In its market update on Tuesday, the firm warned that rising derivatives activity and short covering continue to dominate the market, even as institutional demand improves. Wintermute noted that Bitcoin's recent strength has been shaped largely by futures activity. Perpetual futures volumes are running at roughly 11x spot volumes, while funding rates have remained consistently negative.
The firm stated that these conditions point to a rally more driven by positioning than by organic spot demand. A recent $762 million liquidation event, roughly 95% short-side, reinforced that view.
While Bitcoin's break above $76,000 has improved market structure, the trading firm cautioned that the move does not yet signal a confirmed trend reversal.
"While the underlying dynamic is improving with increasing institutional participation, this rally is running on short covering and deal optimism, not on a confirmed macro shift," Wintermute wrote.
The report stated that institutional participation continues to strengthen beneath the surface, which supported Bitcoin's push near $77,500. That support could face a major test this week as macroeconomic risks take center stage.
Wintermute linked crypto's next move to the upcoming Federal Open Market Committee (FOMC) meeting and earnings from major US tech companies. The firm said both could determine whether risk assets sustain current momentum.
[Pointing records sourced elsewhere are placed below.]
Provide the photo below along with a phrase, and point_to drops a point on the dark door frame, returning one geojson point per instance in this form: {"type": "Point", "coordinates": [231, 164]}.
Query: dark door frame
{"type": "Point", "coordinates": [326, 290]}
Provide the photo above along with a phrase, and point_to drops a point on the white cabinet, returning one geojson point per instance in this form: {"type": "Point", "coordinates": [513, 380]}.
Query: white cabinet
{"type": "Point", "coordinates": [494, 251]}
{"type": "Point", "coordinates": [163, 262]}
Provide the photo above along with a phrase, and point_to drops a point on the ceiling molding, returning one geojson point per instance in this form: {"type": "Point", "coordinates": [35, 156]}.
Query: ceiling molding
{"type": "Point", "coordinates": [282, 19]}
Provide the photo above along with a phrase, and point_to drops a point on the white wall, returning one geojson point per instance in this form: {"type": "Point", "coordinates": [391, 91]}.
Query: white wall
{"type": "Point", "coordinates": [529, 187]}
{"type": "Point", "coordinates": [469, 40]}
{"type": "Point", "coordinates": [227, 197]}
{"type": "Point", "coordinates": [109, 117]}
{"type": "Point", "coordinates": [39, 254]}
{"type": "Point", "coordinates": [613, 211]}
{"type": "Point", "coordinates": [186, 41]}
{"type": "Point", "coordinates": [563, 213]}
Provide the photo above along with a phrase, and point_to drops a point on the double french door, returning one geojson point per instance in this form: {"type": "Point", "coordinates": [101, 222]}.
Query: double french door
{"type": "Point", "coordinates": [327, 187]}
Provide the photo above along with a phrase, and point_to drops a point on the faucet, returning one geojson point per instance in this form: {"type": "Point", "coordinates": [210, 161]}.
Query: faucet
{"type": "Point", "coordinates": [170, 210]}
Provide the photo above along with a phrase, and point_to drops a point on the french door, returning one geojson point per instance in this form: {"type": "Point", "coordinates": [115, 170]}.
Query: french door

"The FOMC statement this week and MAG7 earnings will either validate the rally or expose the contradiction between record equity highs, surging energy costs and collapsing consumer confidence," the report stated.
Wintermute suggested the bigger risk lies in how markets are reconciling conflicting signals across asset classes. "It's between energy or crypto and equities, something needs to correct," the report said.
For Bitcoin, the bigger question remains whether the top crypto behaves as a risk-on proxy or a store of value if broader markets come under pressure.
"BTC holding its ground while the Nasdaq drops would be the strongest store-of-value signal this cycle has produced," Wintermute wrote. However, a selloff alongside equities would suggest that macro risk sentiment remains the dominant driver.
Among altcoins, the analyst pointed to early signs of divergence, with correlations across the top 10 to 250 tokens starting to break down.
While broader altcoin performance has remained relatively flat, the firm said more "idiosyncratic names" are beginning to attract capital. This suggests that investors may be becoming selective with tokens as the market transitions.
Privacy-focused tokens have continued to outperform, while decentralized finance tokens have shown mixed performance following the recent KelpDAO exploit, according to Wintermute.
Bitcoin is trading at $76,370 at the time of writing, down nearly 1% over the past 24 hours.